Paynesville City – Liberia’s opposition political party, Congress for Democratic Change, has come in strong defense of occupants at the 72nd Barracks in Paynesville after the tenants were recently ordered by the Ministry of Defense to vacate the facility.
The CDC has described the MoD’s decision as a ‘sad’ moment, arguing that it may spark chaos in an election year.
Jefferson Kojee, Chairman of the CDC Youth Wing, noted that there are over 12,000 people occupying the barrack and cannot be evicted as ordered by Defense Minister Brownie Samukai.
He said the occupants comprise of families of former combatants and Armed Forces of Liberia personnel who have been living in the barrack for several years.
Recently, Defense Minister Brownie Samukai told a state radio, ELBC morning show that the MoD is seriously considering the eviction of occupants at the 72nd Barracks.
Minister Samukai stressed that the occupants were given prior notice for a very long time to leave the barrack but they are not making move to adhere to the mandate.
Ahead of the MoD’s deadline, the CDC National Youth Wing Chair told a news conference on Thursday, February 16 that it will be inhumane for the Ministry of Defense to remove occupants of the Barrack without resettling them.
He claims there have been several calls by occupants of the 72nd Barracks for the CDC to make speedy intervention into the pending eviction by the Ministry of Defense.
The CDC stalwart claims the eviction will pose more hardship for them, displacing the occupants.
“It is disappointing that we have come to realize people with checkered history; and who have been in the history of ensuring that this country returns to chaos and one of those elements who have been doing it persistently is the sitting Defense Minister, Hon. Brownie Samukai."
"One of his attempts was in 2014 under his direct instruction when the late Shaki Kamara was murdered,” Koijee asserted.
He said occupants of the barrack will not be removed as ordered by the minister, raising alarm that a forceful removal might lead to disorder.
Koijee alleged that the statement made by Minister Samukai not to resettle the occupants speaks volume of the ministry’s strategy of inciting citizens to carry out mayhem in the midst of elections.
The CDC Youth Chair asserted that most of the occupants have military trainings and cannot be evicted from the barrack by forceful means.
He said the move by the minister has a political undertone and intend to undermine the pending elections.
However, Assistant Defense Minister for Public Affairs David Dahn told FrontPage Africa in a mobile phone interview that the 72nd Barrack is not being occupied by ex-AFL personnel as claimed by Koijee.
He said it was at the good will of the military that ordinary citizens have been occupying the barrack for over 12 years.
“So if the military tells you that they want their facility to use it, want to develop it that is their issue."

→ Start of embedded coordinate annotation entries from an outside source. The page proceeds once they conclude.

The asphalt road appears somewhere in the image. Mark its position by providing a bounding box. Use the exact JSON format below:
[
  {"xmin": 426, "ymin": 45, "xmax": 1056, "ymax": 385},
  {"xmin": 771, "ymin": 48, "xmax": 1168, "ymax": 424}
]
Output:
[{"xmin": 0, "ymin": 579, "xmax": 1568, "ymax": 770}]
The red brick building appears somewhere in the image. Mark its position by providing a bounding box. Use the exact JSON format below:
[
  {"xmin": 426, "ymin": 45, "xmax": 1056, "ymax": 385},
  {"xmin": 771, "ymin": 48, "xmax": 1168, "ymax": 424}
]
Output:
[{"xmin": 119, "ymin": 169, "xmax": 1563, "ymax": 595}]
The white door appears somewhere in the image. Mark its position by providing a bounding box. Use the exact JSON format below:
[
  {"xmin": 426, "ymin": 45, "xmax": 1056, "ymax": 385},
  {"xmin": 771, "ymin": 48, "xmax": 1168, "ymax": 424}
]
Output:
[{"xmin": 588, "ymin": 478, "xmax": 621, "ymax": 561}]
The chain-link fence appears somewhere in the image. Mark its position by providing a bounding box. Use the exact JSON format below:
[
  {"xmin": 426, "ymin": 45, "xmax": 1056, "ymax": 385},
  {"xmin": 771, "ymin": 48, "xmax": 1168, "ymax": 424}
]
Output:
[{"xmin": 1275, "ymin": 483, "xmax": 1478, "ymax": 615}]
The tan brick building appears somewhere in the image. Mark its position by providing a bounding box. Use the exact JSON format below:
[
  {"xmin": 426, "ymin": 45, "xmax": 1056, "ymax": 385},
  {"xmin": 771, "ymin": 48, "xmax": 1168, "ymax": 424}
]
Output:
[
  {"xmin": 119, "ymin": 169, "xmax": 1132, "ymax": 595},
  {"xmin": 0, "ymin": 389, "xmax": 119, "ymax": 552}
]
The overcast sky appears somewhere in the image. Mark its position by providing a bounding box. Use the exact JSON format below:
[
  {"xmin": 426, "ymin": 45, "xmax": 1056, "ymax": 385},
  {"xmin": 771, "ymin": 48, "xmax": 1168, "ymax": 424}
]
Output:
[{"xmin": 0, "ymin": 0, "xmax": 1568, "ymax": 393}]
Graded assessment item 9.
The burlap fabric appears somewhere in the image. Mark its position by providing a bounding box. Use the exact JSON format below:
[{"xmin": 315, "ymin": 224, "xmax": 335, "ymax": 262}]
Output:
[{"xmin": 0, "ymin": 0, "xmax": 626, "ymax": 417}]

"They were given February 28 deadline, so they better begin to pack and find their way…just as people left for the new defense, just as people left for the Coast Guard Base, they will have to leave,” Dahn said.
Dahn described “a joke” for occupants of the Barracks to request resettlement benefit when they have stayed in the area for 12 years. “As citizens, we all should understand that when you stay somewhere for 12 years in a public building, you should know that it’s a public building and we have been issuing this warning so I think they have to go,” he stressed.
But Kojee who alleges that Minister Samukai wants to instigate chaos, also reference the secret recording saga involving Samukai and Ellen Crockum, former Managing Director of the Roberts International Airport (RIA).
“In his quest to reduce this country into chaos, his son was involved into attempted murder by attempting to take the life of young person and government tax-payer money was used to quiet the air.
"Today, we are yet to know the welfare of the young man that was attempted to be killed by the son of the sitting Defense Minister,” Koijee maintained.
Kojee said he wants the Ministry of National Defense relocate residents of the barrack as well as resettling them before any renovation work can kickoff.
“These people have live here for the longest and have borne their children and their children had been in these kinds of conditions and we are telling the Liberian government that it has reach a point that our people will stand-up against this backward and ill-fated policy that they want to inflict on our people,” he said.
“We can assure you that no one will leave this place because this place belongs to us and it is the flesh and blood of your forefathers."
"No one should infringe on your fundamental rights as a citizen of this country.”
For his part, the spokesman of the aggrieved 72nd barracks’ occupants, Simeon Mason, said removing them from the barrack is disheartening but he said they remain resolute on the process.
He said the leadership of occupants at the barrack had previously written the Ministry of Defense on the matter but to no avail, referencing the Collective Bargaining Agreement between ex-combatants and government relative to maintaining peace in Liberia but instead the ministry is taking different trend.
“I may quote, article eight section two which states that the Special Security Unit should be disarmed and restructure, resettled but to our utmost surprise, they sanction us,” Simeon said.
He said former soldiers have been quiet on the matter because of peace but said they are not afraid of statements coming from the Ministry of Defense concerning their eviction from the barrack.
Meanwhile, a resident of 72nd Community Joshua Gbor has expressed a contrary view to the CDC’s position on the matter, calling on residents to be civil in the process.
“Two days ago, our community chairman told us that Jefferson Koijee is coming to the community to get our view but when we came this morning, they were raising battle cry and criticizing the government which we don’t support,” Gbor said.
He said the status of the matter does not need criticism but rather constructive engagement with government, something he said might worsen the situation for them.
Mr. Gbor encouraged his fellow tenants to continue appealing, as the only way forward.
Meanwhile, Gbor wants the Ministry of National Defense to reconsider its decision of evicting them from the barrack at the end of February; he’s calling on the ministry to extend the deadline until the end of the 2017 elections.